Eric J. Hanson Lecture

The 2025 Eric J. Hanson Lecture is hosted by the Institute for Public Economics (IPE) and the Department of Economics at the University of Alberta.
Global Climate Progress in a Trump II World?
Time: 4:00 p.m. MDT
Location: Peter Lougheed Hall, City Room (5th Floor)
11011 Saskatchewan Drive
Reception: 5:30 p.m. MDT
About the Lecture:
Global efforts to combat climate change face significant challenges, including declining interest in multilateralism, voter backlash against aggressive climate action and President Trump's decision to withdraw the United States from the Paris Agreement.

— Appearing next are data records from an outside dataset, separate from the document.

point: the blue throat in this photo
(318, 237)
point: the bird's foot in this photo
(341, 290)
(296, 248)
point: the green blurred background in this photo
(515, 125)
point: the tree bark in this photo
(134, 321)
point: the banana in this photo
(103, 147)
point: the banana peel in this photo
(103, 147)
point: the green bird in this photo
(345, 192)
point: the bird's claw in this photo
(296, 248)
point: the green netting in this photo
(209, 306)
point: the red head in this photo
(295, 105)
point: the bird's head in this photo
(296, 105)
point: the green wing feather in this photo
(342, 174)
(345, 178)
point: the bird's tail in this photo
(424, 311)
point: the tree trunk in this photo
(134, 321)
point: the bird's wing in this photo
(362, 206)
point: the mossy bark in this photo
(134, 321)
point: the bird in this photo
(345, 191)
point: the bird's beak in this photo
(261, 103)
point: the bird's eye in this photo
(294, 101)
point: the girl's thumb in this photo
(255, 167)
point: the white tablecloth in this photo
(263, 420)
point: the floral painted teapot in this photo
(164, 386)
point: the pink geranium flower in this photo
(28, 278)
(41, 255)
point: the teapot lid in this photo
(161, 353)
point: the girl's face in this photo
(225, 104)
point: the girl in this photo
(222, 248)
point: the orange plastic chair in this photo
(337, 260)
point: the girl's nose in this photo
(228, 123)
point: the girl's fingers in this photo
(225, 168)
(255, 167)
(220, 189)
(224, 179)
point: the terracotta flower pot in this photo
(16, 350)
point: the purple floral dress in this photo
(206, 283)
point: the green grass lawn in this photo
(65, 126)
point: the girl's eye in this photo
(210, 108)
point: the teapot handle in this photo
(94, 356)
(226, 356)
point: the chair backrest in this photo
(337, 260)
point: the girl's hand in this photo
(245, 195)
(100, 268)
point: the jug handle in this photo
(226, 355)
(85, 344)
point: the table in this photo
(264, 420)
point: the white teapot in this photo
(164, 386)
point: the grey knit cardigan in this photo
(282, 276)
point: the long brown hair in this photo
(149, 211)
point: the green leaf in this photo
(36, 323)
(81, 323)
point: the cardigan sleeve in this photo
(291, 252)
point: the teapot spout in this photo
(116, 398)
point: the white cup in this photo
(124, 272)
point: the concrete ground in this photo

This talk will describe a proposal for a "Heavy Industry Climate Club," aimed at tackling the global climate crisis through innovative international cooperation by leveraging existing momentum from policies like the EU’s Carbon Border Adjustment Mechanism. The club would bring together countries willing to apply carbon pricing to emissions-intensive industries like steel, cement, and aluminum, coupled with border tariffs to discourage free-riding by non-members. By creating both incentives (like market access) and penalties (like tariffs), the approach aims to overcome barriers to collective action on climate change.
About Catherine Wolfram:
Catherine Wolfram is the William Barton Rogers Professor in Energy and a Professor of Applied Economics at the MIT Sloan School of Management.
Before leaving for government service, she was the Program Director of the National Bureau of Economic Research's Environment and Energy Economics Program and a research affiliate at the Energy Institute at Haas. Before joining the faculty at UC Berkeley, she was an Assistant Professor of Economics at Harvard.

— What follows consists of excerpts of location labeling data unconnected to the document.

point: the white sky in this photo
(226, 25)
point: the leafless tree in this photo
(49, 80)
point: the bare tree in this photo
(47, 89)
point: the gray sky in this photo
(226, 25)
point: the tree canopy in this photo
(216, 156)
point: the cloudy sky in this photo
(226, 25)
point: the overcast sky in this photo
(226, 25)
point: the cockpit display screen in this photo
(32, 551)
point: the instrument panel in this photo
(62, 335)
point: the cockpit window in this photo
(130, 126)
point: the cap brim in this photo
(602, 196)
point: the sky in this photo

Wolfram has published extensively on the economics of energy markets. Her work has analyzed rural electrification programs in the developing world, energy efficiency programs in the US, the effects of environmental regulation on energy markets and the impact of privatization and restructuring in the US and UK. She is currently working on several projects at the intersection of climate, energy, and trade, including work on the impact of the EU carbon border adjustment mechanism (CBAM) on Mozambique, policy spillovers from the EU CBAM, border adjustments for methane emissions from the oil and gas sector, and the price cap on Russian oil.